Spielen verbindet Jung und Alt

Dass Seniorinnen und Senioren in die Molitoris-Schule kommen, um gemeinsam mit den Schülerinnen und Schüler zu kochen oder einfach nur einen unterhaltsamen Vormittag anlässlich einer Adventsfeier oder eines Frühlingsfestes in die Schule zu verbringen, ist mittlerweile für alle zu einer willkommenen Selbstverständlichkeit geworden.

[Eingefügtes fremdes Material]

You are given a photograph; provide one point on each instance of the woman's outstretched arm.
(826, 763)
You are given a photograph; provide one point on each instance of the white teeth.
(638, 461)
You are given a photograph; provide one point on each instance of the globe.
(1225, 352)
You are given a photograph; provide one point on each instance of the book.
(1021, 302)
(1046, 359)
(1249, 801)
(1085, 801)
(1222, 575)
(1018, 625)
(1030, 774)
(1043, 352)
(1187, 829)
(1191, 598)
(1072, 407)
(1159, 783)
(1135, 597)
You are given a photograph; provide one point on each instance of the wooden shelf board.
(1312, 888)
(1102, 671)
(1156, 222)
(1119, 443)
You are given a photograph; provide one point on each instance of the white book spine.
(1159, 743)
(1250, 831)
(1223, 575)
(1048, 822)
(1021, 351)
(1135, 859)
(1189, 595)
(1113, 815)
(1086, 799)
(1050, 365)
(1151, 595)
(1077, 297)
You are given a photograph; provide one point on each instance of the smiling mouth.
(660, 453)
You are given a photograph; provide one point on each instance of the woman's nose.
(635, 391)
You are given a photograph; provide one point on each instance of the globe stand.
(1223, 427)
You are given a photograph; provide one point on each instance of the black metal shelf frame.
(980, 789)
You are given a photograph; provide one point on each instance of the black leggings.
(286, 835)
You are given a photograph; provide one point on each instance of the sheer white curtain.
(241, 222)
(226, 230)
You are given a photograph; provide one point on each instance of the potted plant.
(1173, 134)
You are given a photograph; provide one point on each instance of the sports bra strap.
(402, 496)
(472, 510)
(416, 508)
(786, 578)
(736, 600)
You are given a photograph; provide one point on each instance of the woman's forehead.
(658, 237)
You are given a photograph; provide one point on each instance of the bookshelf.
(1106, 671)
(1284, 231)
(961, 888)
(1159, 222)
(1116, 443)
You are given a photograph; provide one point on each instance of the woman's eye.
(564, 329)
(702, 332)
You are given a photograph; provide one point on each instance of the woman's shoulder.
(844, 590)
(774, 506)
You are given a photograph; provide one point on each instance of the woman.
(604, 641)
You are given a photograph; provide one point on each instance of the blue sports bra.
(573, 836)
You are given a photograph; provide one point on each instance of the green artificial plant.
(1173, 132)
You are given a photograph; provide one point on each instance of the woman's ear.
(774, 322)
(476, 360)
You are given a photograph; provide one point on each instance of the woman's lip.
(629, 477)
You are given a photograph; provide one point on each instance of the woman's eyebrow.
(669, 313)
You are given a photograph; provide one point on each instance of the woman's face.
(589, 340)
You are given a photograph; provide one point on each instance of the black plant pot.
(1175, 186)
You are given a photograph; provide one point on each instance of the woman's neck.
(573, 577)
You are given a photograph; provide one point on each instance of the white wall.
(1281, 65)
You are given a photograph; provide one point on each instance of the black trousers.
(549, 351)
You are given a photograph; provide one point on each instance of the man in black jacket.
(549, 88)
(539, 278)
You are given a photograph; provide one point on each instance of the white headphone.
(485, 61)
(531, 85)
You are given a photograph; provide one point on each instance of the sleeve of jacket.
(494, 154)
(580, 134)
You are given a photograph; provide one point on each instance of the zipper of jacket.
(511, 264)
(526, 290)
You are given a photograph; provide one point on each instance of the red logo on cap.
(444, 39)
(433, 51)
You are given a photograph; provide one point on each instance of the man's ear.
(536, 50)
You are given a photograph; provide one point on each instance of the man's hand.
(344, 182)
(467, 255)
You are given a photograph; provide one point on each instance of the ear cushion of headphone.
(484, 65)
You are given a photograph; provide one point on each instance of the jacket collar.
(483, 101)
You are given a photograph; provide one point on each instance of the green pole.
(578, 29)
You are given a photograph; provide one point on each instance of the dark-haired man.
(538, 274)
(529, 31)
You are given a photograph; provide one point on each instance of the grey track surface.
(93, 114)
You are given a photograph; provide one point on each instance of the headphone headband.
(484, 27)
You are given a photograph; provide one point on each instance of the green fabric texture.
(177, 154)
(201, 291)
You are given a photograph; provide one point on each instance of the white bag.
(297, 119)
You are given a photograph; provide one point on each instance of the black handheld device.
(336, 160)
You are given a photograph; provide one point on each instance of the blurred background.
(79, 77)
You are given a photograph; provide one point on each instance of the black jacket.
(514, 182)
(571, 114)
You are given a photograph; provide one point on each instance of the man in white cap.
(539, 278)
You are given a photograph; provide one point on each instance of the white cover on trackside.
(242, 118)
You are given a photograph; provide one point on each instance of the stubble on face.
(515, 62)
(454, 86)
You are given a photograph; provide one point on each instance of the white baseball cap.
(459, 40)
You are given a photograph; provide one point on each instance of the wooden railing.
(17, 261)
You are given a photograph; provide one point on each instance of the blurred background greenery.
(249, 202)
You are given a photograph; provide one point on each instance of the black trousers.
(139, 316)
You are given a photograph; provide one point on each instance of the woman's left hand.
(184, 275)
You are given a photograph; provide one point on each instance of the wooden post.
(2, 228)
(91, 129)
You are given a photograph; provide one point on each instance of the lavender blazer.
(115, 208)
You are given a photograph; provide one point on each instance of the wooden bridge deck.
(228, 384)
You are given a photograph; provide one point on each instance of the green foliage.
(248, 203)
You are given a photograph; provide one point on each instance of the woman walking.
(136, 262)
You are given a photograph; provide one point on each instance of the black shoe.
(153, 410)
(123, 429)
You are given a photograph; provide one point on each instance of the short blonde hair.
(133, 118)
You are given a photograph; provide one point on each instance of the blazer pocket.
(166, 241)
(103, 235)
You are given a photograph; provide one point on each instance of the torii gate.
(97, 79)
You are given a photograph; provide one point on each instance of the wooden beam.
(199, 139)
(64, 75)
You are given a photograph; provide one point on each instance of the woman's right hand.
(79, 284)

Als im vergangenen November Seniorinnen aus dem Seniorenwohnpark aus Giesen zu einem Spielevormittag mit gemeinsamen Mittagessen zu Gast in der Molitoris-Schule waren, ist über die Berichterstattung der Schule auch die Hildesheimer Allgemeine Zeitung darauf aufmerksam geworden. Der Journalist Norbert Mierzowsky bat um eine Einladung zum nächsten Spieletag von Jung und Alt und so ist der nachfolgende Artikel entstanden, der am Donnerstag, 15. Februar 2018 in der Hildesheimer Allgemeinen Zeitung erschienen ist.

„Auch wenn geschummelt wird – der Respekt voreinander bleibt” (von Norbert Mierzowsky)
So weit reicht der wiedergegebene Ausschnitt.